Hello Regork! We are a group of data scientists that are focusing on identifying certain traits in your Cosmetics department, and in-turn suggest your team ideas on how sales and revenue can be increased. We will help you narrow down to the product, identify your target customers and present you with strategies to better market your products to them.
We will use the complete datasets of the transactions and promotions, products and demographics, put together useful permutations and combinations of datasets and provide you with valuable analysis for your cosmetics department.
We will perform qualitative and quantitative data analysis and help you visualize product level data alongside demographics and promotions. We will also help you market your products using unique strategies which will help increase sales and profits. We will also help identify manufacturers to help them better handle demand and supply.

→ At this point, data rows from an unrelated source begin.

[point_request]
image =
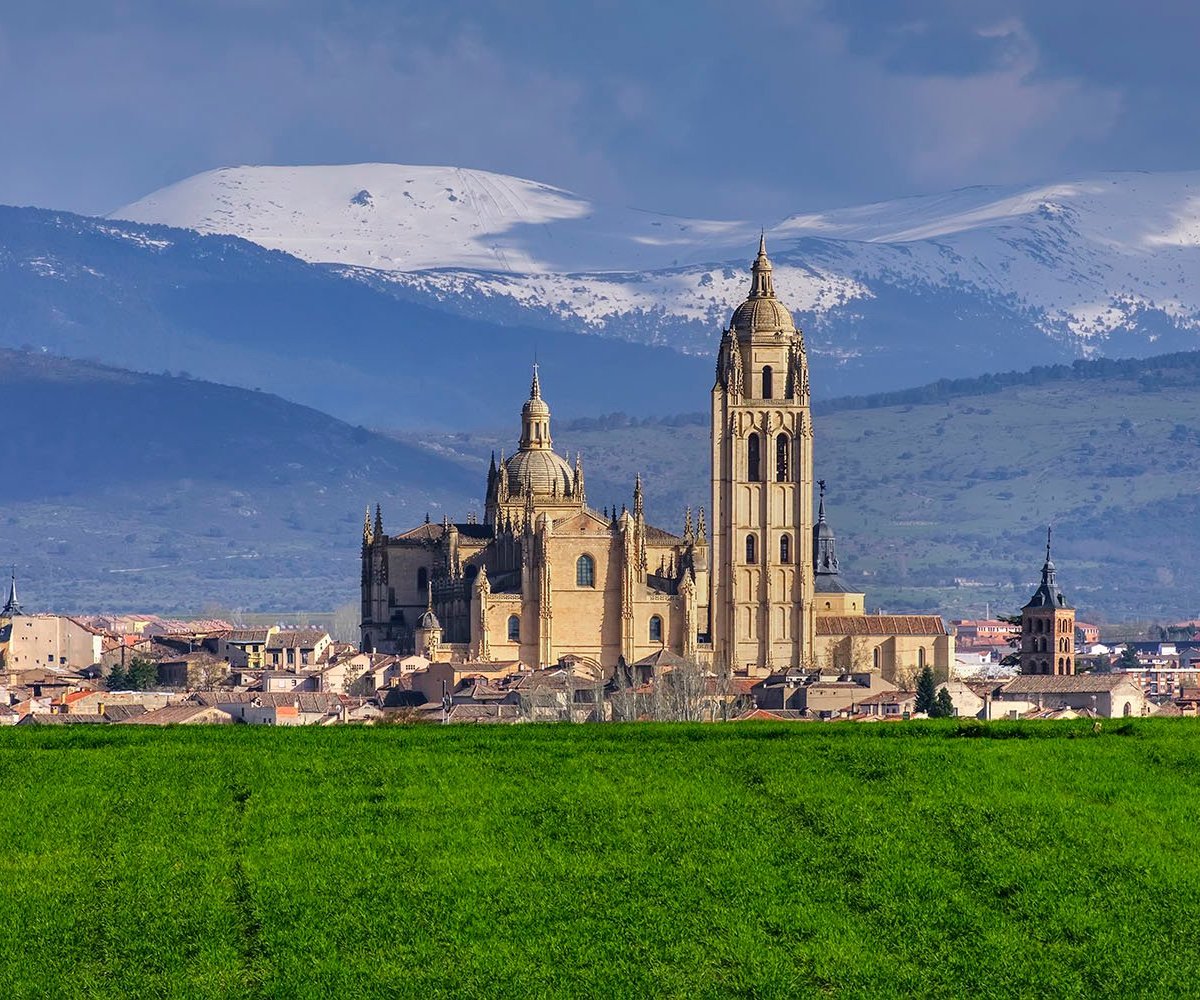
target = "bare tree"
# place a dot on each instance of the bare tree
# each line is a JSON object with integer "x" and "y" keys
{"x": 624, "y": 700}
{"x": 204, "y": 675}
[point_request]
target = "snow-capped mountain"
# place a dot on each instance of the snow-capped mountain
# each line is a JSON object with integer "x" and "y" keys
{"x": 1102, "y": 264}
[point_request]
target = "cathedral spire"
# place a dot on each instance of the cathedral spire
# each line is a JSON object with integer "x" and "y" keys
{"x": 825, "y": 543}
{"x": 12, "y": 606}
{"x": 535, "y": 418}
{"x": 762, "y": 285}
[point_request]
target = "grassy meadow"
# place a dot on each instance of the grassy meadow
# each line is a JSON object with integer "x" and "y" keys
{"x": 749, "y": 860}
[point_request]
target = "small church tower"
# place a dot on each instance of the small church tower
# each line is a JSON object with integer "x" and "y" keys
{"x": 12, "y": 606}
{"x": 427, "y": 634}
{"x": 761, "y": 587}
{"x": 1048, "y": 627}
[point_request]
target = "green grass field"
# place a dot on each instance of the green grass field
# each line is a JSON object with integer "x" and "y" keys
{"x": 612, "y": 861}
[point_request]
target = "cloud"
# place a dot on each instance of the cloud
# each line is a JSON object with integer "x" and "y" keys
{"x": 751, "y": 112}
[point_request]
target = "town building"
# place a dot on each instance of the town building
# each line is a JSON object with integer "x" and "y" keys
{"x": 1109, "y": 695}
{"x": 1048, "y": 627}
{"x": 545, "y": 578}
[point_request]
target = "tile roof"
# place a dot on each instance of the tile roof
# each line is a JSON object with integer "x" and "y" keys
{"x": 297, "y": 639}
{"x": 246, "y": 635}
{"x": 887, "y": 698}
{"x": 115, "y": 713}
{"x": 1066, "y": 683}
{"x": 177, "y": 714}
{"x": 310, "y": 701}
{"x": 881, "y": 624}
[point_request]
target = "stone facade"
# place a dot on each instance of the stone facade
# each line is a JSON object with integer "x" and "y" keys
{"x": 545, "y": 578}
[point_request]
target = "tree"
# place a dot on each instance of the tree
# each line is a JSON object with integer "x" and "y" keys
{"x": 1018, "y": 623}
{"x": 205, "y": 674}
{"x": 345, "y": 627}
{"x": 927, "y": 692}
{"x": 141, "y": 675}
{"x": 943, "y": 706}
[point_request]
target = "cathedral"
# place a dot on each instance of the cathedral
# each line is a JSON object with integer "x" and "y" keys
{"x": 546, "y": 579}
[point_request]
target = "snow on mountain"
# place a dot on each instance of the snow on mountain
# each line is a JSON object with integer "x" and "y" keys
{"x": 1078, "y": 262}
{"x": 406, "y": 219}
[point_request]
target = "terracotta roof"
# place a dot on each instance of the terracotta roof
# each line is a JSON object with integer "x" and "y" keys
{"x": 297, "y": 639}
{"x": 115, "y": 713}
{"x": 773, "y": 716}
{"x": 881, "y": 624}
{"x": 660, "y": 537}
{"x": 64, "y": 718}
{"x": 310, "y": 701}
{"x": 246, "y": 635}
{"x": 1066, "y": 683}
{"x": 177, "y": 714}
{"x": 887, "y": 698}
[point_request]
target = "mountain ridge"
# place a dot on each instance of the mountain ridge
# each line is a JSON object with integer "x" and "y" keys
{"x": 1072, "y": 267}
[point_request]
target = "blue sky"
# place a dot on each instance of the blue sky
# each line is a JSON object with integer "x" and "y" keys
{"x": 721, "y": 109}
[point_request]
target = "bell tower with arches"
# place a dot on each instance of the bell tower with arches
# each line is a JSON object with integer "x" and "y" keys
{"x": 761, "y": 614}
{"x": 1048, "y": 627}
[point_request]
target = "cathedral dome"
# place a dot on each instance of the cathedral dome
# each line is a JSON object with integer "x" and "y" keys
{"x": 762, "y": 312}
{"x": 541, "y": 468}
{"x": 762, "y": 316}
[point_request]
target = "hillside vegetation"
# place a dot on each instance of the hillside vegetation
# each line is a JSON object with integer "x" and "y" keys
{"x": 957, "y": 481}
{"x": 619, "y": 861}
{"x": 160, "y": 493}
{"x": 155, "y": 298}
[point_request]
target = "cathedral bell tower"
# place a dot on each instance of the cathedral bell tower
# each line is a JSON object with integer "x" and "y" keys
{"x": 761, "y": 605}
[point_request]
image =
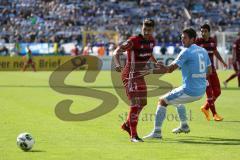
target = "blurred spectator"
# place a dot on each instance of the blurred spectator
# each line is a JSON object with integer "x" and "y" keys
{"x": 163, "y": 49}
{"x": 75, "y": 51}
{"x": 177, "y": 49}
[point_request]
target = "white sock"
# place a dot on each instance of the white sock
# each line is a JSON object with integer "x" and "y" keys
{"x": 182, "y": 114}
{"x": 160, "y": 116}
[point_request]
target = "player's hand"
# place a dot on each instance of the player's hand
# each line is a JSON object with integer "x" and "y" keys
{"x": 225, "y": 65}
{"x": 159, "y": 64}
{"x": 118, "y": 68}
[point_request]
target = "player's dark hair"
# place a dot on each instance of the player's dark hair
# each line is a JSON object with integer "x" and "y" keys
{"x": 190, "y": 32}
{"x": 149, "y": 22}
{"x": 206, "y": 26}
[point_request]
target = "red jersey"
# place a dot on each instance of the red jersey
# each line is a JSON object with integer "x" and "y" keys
{"x": 236, "y": 47}
{"x": 210, "y": 46}
{"x": 139, "y": 51}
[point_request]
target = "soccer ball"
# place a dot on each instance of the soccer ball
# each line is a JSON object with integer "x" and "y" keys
{"x": 25, "y": 141}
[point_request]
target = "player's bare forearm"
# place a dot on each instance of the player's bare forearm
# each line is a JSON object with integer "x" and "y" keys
{"x": 220, "y": 58}
{"x": 165, "y": 69}
{"x": 171, "y": 68}
{"x": 116, "y": 60}
{"x": 209, "y": 70}
{"x": 153, "y": 59}
{"x": 116, "y": 54}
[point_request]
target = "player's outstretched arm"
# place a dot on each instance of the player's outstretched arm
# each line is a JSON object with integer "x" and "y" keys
{"x": 118, "y": 51}
{"x": 216, "y": 53}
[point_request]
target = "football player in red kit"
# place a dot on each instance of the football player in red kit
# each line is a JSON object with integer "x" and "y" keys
{"x": 236, "y": 62}
{"x": 213, "y": 90}
{"x": 139, "y": 52}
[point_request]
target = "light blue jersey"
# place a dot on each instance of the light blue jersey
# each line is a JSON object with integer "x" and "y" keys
{"x": 193, "y": 63}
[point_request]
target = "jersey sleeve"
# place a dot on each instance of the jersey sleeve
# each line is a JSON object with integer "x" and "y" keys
{"x": 208, "y": 60}
{"x": 181, "y": 58}
{"x": 127, "y": 45}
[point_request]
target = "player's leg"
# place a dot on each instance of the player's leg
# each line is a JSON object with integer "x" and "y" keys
{"x": 160, "y": 116}
{"x": 137, "y": 94}
{"x": 25, "y": 66}
{"x": 174, "y": 97}
{"x": 136, "y": 108}
{"x": 216, "y": 92}
{"x": 238, "y": 72}
{"x": 183, "y": 128}
{"x": 232, "y": 76}
{"x": 209, "y": 101}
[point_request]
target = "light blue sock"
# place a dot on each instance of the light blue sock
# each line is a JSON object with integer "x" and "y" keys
{"x": 160, "y": 116}
{"x": 182, "y": 114}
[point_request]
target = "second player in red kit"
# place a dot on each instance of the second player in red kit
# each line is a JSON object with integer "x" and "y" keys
{"x": 139, "y": 52}
{"x": 213, "y": 90}
{"x": 236, "y": 62}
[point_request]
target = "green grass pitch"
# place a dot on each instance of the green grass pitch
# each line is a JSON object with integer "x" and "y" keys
{"x": 27, "y": 104}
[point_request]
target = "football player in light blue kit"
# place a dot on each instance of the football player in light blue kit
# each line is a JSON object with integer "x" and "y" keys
{"x": 195, "y": 65}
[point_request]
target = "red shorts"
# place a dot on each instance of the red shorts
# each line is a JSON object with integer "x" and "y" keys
{"x": 135, "y": 87}
{"x": 29, "y": 61}
{"x": 236, "y": 66}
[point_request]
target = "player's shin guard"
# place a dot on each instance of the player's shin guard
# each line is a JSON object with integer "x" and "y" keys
{"x": 133, "y": 119}
{"x": 182, "y": 114}
{"x": 160, "y": 117}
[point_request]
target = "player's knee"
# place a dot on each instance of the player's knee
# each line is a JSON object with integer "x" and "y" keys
{"x": 162, "y": 102}
{"x": 143, "y": 102}
{"x": 217, "y": 93}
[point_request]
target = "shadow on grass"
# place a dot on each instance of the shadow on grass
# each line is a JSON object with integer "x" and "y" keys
{"x": 36, "y": 151}
{"x": 232, "y": 121}
{"x": 205, "y": 140}
{"x": 230, "y": 88}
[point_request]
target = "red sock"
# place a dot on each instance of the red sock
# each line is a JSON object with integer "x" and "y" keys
{"x": 33, "y": 66}
{"x": 133, "y": 119}
{"x": 206, "y": 106}
{"x": 213, "y": 109}
{"x": 231, "y": 77}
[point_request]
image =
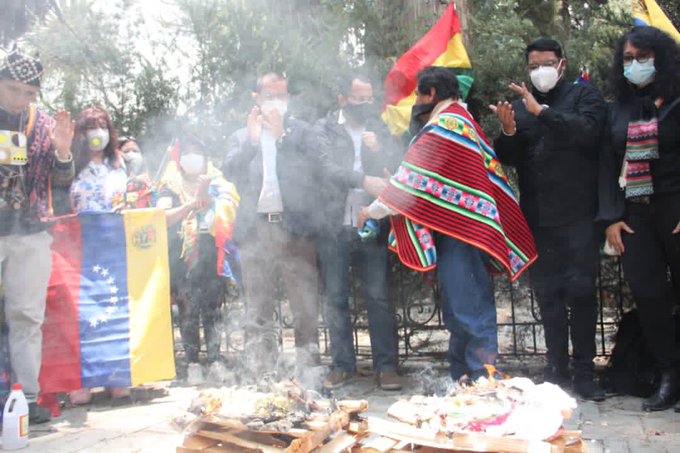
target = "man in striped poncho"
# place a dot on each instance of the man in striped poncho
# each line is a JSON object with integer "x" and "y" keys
{"x": 452, "y": 208}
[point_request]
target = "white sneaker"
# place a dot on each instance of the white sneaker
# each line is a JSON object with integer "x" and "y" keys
{"x": 194, "y": 374}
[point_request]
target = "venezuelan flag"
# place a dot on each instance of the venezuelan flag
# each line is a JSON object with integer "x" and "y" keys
{"x": 441, "y": 46}
{"x": 108, "y": 306}
{"x": 649, "y": 13}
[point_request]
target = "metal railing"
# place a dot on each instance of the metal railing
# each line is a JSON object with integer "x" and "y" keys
{"x": 421, "y": 332}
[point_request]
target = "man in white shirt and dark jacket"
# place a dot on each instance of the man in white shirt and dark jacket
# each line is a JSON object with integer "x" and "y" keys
{"x": 356, "y": 150}
{"x": 276, "y": 175}
{"x": 552, "y": 135}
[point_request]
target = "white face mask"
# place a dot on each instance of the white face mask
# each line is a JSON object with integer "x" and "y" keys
{"x": 134, "y": 162}
{"x": 640, "y": 74}
{"x": 97, "y": 139}
{"x": 276, "y": 104}
{"x": 192, "y": 164}
{"x": 545, "y": 78}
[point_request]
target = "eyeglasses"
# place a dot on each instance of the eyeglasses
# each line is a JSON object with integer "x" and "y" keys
{"x": 360, "y": 99}
{"x": 643, "y": 58}
{"x": 271, "y": 96}
{"x": 547, "y": 64}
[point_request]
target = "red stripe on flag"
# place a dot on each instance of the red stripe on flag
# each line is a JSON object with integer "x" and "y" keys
{"x": 60, "y": 370}
{"x": 402, "y": 79}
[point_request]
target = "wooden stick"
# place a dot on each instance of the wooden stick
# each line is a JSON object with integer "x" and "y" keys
{"x": 400, "y": 431}
{"x": 245, "y": 445}
{"x": 336, "y": 422}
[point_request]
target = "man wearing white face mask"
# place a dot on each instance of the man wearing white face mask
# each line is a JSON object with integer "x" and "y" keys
{"x": 552, "y": 136}
{"x": 276, "y": 172}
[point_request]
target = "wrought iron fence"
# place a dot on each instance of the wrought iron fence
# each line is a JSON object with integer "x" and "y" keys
{"x": 421, "y": 332}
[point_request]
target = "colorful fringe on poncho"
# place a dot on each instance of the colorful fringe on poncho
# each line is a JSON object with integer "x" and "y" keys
{"x": 451, "y": 182}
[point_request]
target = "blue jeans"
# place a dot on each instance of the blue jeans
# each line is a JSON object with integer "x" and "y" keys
{"x": 370, "y": 261}
{"x": 468, "y": 306}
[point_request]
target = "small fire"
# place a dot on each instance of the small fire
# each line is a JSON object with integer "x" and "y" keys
{"x": 492, "y": 373}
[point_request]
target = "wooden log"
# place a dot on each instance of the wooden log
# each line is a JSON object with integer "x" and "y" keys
{"x": 336, "y": 422}
{"x": 378, "y": 444}
{"x": 340, "y": 443}
{"x": 245, "y": 445}
{"x": 456, "y": 442}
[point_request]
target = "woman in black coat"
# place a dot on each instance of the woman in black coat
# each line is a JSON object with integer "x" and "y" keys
{"x": 640, "y": 190}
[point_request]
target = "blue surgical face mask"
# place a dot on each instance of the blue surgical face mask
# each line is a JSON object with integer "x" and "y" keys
{"x": 640, "y": 74}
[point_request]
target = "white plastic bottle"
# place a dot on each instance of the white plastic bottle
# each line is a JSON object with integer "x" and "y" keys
{"x": 15, "y": 420}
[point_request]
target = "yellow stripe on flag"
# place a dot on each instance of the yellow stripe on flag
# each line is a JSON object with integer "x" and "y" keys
{"x": 650, "y": 13}
{"x": 151, "y": 339}
{"x": 455, "y": 55}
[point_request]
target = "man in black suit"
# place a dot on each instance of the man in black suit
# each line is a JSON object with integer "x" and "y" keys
{"x": 356, "y": 150}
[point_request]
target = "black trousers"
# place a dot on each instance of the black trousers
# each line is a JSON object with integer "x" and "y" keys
{"x": 649, "y": 252}
{"x": 564, "y": 277}
{"x": 202, "y": 302}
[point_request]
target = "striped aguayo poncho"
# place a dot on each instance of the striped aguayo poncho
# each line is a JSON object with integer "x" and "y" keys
{"x": 451, "y": 182}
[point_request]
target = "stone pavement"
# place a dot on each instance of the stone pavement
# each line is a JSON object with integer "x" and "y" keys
{"x": 616, "y": 425}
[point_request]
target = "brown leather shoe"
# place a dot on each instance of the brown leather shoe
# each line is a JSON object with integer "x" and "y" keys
{"x": 336, "y": 379}
{"x": 389, "y": 380}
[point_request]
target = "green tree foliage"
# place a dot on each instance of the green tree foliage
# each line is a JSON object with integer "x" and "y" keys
{"x": 501, "y": 30}
{"x": 18, "y": 15}
{"x": 205, "y": 60}
{"x": 92, "y": 59}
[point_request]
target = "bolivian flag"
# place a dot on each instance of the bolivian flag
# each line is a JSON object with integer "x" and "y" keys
{"x": 648, "y": 12}
{"x": 441, "y": 46}
{"x": 107, "y": 322}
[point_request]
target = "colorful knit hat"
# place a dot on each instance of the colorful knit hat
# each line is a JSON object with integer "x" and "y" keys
{"x": 22, "y": 68}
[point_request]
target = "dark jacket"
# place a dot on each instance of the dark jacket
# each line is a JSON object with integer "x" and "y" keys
{"x": 556, "y": 154}
{"x": 665, "y": 171}
{"x": 298, "y": 171}
{"x": 336, "y": 154}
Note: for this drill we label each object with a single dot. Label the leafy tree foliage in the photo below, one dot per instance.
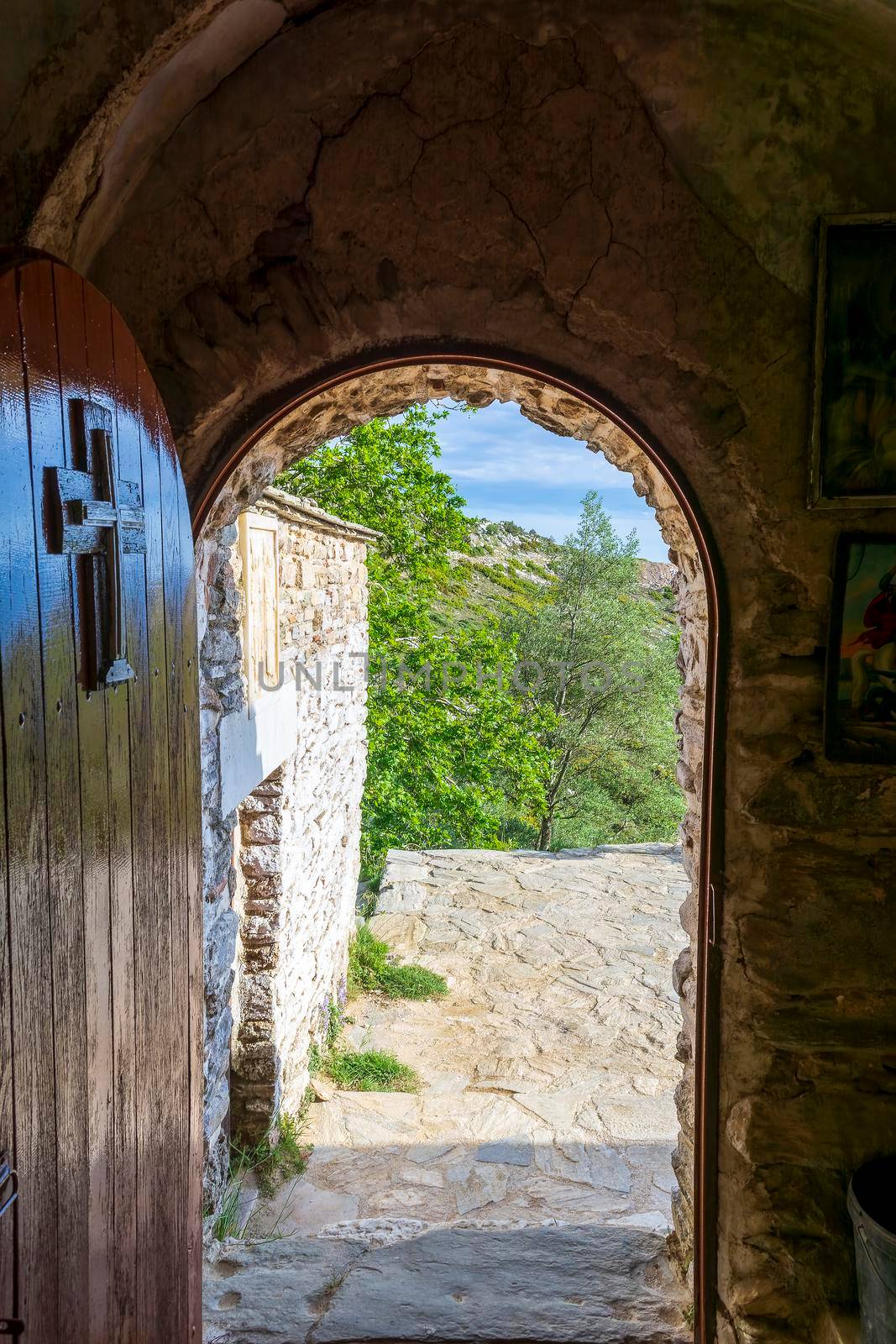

Below are the packages required to be able to replicate/ customize this report.
install.packages("completejourney", repos="https://cran.r-project.org/")
## package 'completejourney' successfully unpacked and MD5 sums checked
##
## The downloaded binary packages are in
## C:\Users\K VAMSI KRISHNA\AppData\Local\Temp\RtmpqCd8wl\downloaded_packages
install.packages("DT", repos="https://cran.r-project.org/")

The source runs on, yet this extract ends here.